His mother was humming.
The h's came on breaths soft and heavy, an exotic pan flute in the oppressive heat in the room; the c coming on the articulation of defiance. Heavy, empty, and clear, it drifted.
"Heave, ho..."
Drawn to it through he knew not what power, he rose from his bed and wandered through the small house as easily as the fog off the ocean rolled outside. The moon shone down, its light trapped in the fog, its shadows cast in an odd transparency on the ground below.
"Theives and beggars... Never say we die."
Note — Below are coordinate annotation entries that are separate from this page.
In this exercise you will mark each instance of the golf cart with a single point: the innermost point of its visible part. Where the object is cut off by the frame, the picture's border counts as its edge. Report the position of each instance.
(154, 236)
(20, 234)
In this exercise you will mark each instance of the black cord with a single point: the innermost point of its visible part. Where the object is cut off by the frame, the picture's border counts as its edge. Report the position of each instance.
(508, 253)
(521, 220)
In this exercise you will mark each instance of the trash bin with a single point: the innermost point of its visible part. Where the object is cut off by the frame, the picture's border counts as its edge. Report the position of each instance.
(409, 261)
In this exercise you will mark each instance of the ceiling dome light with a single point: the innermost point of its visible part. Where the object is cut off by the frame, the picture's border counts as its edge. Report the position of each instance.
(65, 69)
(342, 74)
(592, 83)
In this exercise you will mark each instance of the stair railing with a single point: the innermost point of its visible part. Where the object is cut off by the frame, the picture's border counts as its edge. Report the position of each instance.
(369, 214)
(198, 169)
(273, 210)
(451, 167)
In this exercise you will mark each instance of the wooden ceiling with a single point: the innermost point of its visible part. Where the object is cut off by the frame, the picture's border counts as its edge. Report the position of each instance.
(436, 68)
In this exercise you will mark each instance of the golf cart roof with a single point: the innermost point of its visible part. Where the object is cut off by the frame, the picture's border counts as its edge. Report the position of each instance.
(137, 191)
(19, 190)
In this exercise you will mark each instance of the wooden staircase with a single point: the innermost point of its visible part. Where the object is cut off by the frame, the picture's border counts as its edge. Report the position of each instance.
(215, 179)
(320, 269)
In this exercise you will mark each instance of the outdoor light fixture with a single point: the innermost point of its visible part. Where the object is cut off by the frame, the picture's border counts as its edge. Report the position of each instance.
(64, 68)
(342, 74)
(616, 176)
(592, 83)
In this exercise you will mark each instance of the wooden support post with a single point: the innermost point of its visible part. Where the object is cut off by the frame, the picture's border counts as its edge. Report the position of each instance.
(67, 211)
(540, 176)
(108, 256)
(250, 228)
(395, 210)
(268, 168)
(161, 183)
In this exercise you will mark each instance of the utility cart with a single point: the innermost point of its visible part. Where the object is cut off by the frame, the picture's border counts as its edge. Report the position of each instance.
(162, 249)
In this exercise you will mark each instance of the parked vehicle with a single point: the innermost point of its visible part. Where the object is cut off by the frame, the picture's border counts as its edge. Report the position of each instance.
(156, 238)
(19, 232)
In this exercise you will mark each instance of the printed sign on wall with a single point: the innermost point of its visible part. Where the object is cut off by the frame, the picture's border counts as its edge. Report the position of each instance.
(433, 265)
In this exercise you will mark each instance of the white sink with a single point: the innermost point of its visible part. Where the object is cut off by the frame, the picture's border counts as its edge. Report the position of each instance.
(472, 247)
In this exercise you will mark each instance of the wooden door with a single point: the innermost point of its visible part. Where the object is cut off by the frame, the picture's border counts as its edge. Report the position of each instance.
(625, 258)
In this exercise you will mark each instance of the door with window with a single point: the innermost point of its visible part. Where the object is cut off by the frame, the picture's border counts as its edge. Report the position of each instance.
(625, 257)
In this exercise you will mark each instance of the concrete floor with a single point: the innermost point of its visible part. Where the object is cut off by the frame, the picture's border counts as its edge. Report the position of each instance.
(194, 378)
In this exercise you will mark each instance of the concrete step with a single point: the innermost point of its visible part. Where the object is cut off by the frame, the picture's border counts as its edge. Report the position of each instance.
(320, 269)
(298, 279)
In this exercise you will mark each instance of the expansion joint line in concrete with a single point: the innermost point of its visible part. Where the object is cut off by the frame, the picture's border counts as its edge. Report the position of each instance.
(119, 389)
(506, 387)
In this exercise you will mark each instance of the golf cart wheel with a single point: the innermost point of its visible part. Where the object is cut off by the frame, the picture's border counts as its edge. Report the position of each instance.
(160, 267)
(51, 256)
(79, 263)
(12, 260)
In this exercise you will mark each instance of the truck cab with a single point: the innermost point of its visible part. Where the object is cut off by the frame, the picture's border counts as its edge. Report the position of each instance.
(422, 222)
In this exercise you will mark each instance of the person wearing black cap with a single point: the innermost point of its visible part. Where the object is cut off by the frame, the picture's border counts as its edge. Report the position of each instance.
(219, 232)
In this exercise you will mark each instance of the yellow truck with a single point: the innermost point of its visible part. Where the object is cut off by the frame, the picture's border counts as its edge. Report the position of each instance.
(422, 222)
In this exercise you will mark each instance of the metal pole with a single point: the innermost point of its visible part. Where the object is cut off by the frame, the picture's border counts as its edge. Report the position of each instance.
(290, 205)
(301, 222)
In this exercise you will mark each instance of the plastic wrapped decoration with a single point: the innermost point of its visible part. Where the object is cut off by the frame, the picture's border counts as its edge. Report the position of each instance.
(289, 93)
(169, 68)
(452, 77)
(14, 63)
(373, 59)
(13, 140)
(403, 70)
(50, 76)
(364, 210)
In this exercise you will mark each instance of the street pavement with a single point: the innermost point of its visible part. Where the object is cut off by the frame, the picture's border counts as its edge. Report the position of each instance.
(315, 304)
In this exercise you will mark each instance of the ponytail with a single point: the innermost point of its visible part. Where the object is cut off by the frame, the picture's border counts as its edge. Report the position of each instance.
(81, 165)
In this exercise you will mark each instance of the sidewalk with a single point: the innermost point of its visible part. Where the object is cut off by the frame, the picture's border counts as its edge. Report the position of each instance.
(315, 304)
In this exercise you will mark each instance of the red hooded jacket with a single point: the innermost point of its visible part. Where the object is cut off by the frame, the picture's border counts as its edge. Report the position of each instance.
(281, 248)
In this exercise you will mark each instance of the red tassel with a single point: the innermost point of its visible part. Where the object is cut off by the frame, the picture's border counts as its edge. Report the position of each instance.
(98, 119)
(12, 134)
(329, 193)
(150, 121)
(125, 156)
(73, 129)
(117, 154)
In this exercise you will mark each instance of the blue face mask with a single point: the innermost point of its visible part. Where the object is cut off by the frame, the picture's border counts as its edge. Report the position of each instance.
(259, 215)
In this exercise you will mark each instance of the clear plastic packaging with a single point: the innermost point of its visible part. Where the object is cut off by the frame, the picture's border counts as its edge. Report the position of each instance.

He hid behind a doorframe, allowing only his eyes to peek out from behind to watch the scene in front of him. There stood his mother in the doorway leading outside, her eyes cast over the darkness of the unfathomable ocean, her hair drifting strangely in the light, still wind. Half in shadow, half in light, her lips hardly moved, her low voice not any less clear for it, the tune drifting lazily, sharply, to where he stood. Entranced, he could not look away.
Her gaze suddenly turned on him, seemingly unseeing, her eyes blinded by the bright moonlight outside, clouded by the fog. He shivered, but did not move, unwilling to make a sudden move and startle her from her thoughts. Her hair, her eyes, her pale skin. She looked near to a goddess might, eerie and commanding, though in that moment, harsher, rougher.
Never say we die, his mother's words echoed and rang in the silence of the stifled air, heavily and unwillingly, a defiance born in the song that was somehow lost in the singing. He stared at his mother's too-bright eyes, and knew.
It was then that he understood, and he wished he hadn't. The stories, the tender maiden turned pirate, the blacksmith turned sailor. The effortless way such blatant, overstated truths flowed off her tongue at nights.
She blinked, and questioned aloud whether he was there; her voice grew in playfulness from its cold seriousness, though not quickly enough, and having no choice, he stepped out into the open.
She frowned. "What is it?"
He looked at her, not knowing what to say. "The song. The one you were just singing."
Troubled, she looked down at him, and crouched to meet his eyes and tenderly smooth back his hair. Close, she smelled of the tang and salt and freedom of the sea, caught in her for-once flowing hair. "That, you must never sing outside this house. Or ever, better yet."
He remembered long since spoken echoes of her serious, nearly reverent voice, and nodded.
"What else is it," she asked, her hair, curly and wet, curtaining off all else but her face and his. She stared into his eyes, and hers soon bore realization.
"The stories," she said, softly.
He could only bring himself to nod.
"You believe them?"
He nodded again. Her lips quirked, playfully, perhaps a bit precariously.
"Do you wish to know of your father?"
He was struck by a sudden fear that he didn't want to know; he nodded once more, because it was the only thing he could do.
His mother grinned as if all she had been waiting for was for him to ask, all playfulness and love but for the glint in her eye, sharp, or sad. It was often that he couldn't tell them apart. At this moment, it no longer mattered, for though he was much too big, she gave a playful grunt as she picked him up and clutched him to her side and hugged him close.
The long-forgotten feel of the smoothness of her neck against his cheek was as comforting as he barely remembered, his face buried in it, his arms clinging around her neck as tightly as her arms wound about his waist. He could not have escaped had he wanted to.